The Heir of Ice and Stone | Five of Diamonds

Posted September 17th, 2017 by Zelda

by PaperRe
in a perpetual predicament

A/N: I have not been online anywhere at all except instagram and pinterest this week, I'm not ignoring KP I'm ignoring everything.

but hey, i'm getting a lot of writing done, so that's a positive.


Five of Diamonds

The pastry scent is quickly masked by the stench of oil and burning rubber as I stalk farther and farther away from the cafe. The brisk morning wind kisses my face, and soothes my nerves. It tickles my eyelashes and reminds me abruptly that I left my sunglasses on the table. Damn, too late to go back now. To one side, chimes tinkle above an opened shop door, on my other side a bus rolls past, its brakes squealing.

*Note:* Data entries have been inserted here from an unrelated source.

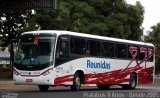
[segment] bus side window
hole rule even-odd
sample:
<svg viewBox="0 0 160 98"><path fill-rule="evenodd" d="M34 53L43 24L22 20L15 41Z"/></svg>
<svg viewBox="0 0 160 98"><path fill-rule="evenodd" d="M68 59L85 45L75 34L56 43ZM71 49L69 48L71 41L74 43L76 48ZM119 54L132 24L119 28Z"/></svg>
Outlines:
<svg viewBox="0 0 160 98"><path fill-rule="evenodd" d="M56 58L68 58L68 57L69 57L68 41L63 41L62 39L58 39Z"/></svg>
<svg viewBox="0 0 160 98"><path fill-rule="evenodd" d="M60 58L68 58L69 57L69 51L68 51L68 42L62 41L60 44L60 51L59 56Z"/></svg>
<svg viewBox="0 0 160 98"><path fill-rule="evenodd" d="M94 40L88 40L87 54L91 56L100 56L100 42Z"/></svg>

My cane strikes against something solid standing right in my path, warning me of it in the barest nick of time. The click it makes is sharp and hollow, and lacks the telltale musical ping of metal.

   “Mal, wait up! Mal!” Kaelan’s voice chases me down the street. That didn’t take very long. I shake my head and keep going. The racket of Kaelan’s shoes clattering on the pavement is awfully noticeable in the quiet of the Saturday morning calm. I wonder if sighted people hear footsteps as loudly as I do, or if they’re too consumed by taking in what the person making the footsteps looks like. Kaelan’s footfalls are quickly getting closer. I don’t slow down to wait, but I also don’t speed up.

   The footfalls finally reach my side, and stagger down to my much calmer walking pace. We walk in silence, side by side, for a short while. Kaelan’s windbreaker rustles with every step, and my cane clicks it’s usual pattern, guiding me on. Another bus trundles past, this time the brakes aren’t on. We reach a curb where the whiz and whir of moving vehicles tells me that the moment I step out onto the street I’ll be a Mal Pancake. I poke out my cane to find the light pole, when the tip pings against metal I edge closer to the sound. The searching fingertips of my free hand find the chilled surface of the light pole, and seconds later I locate the crossing button. I don’t really want to cross the street, but I press the button anyway. The little bit of resistance, the slight scrape of metal on metal as the button depresses, is oddly satisfying. I press the button again.

   Kaelan is being freakishly quiet, and it’s unsettling, so I press the button a third time.

   “I think tha’s enough.” Kaelan says.

   “I don’t.” I reply, but I take my hand away from the button and hug my own torso. The sleeves of my shirt are too thin to keep out the wind.

  “Y’ forgot your glasses at th’ cafe.”

  “I know.”

  “I woulda brought ‘em for y’ but I thought they might make for good motivation t’ get y’ back there,” a chuckle lifts the end of the sentence. I scowl-- at the ground, because I don’t want to aim it at Kaelan and end up terrifying a stranger instead.

  “I’m not going back,” I state simply. It was a bad idea to go in the first place, it would be a worse idea to return. “You saw how Panda reacted.”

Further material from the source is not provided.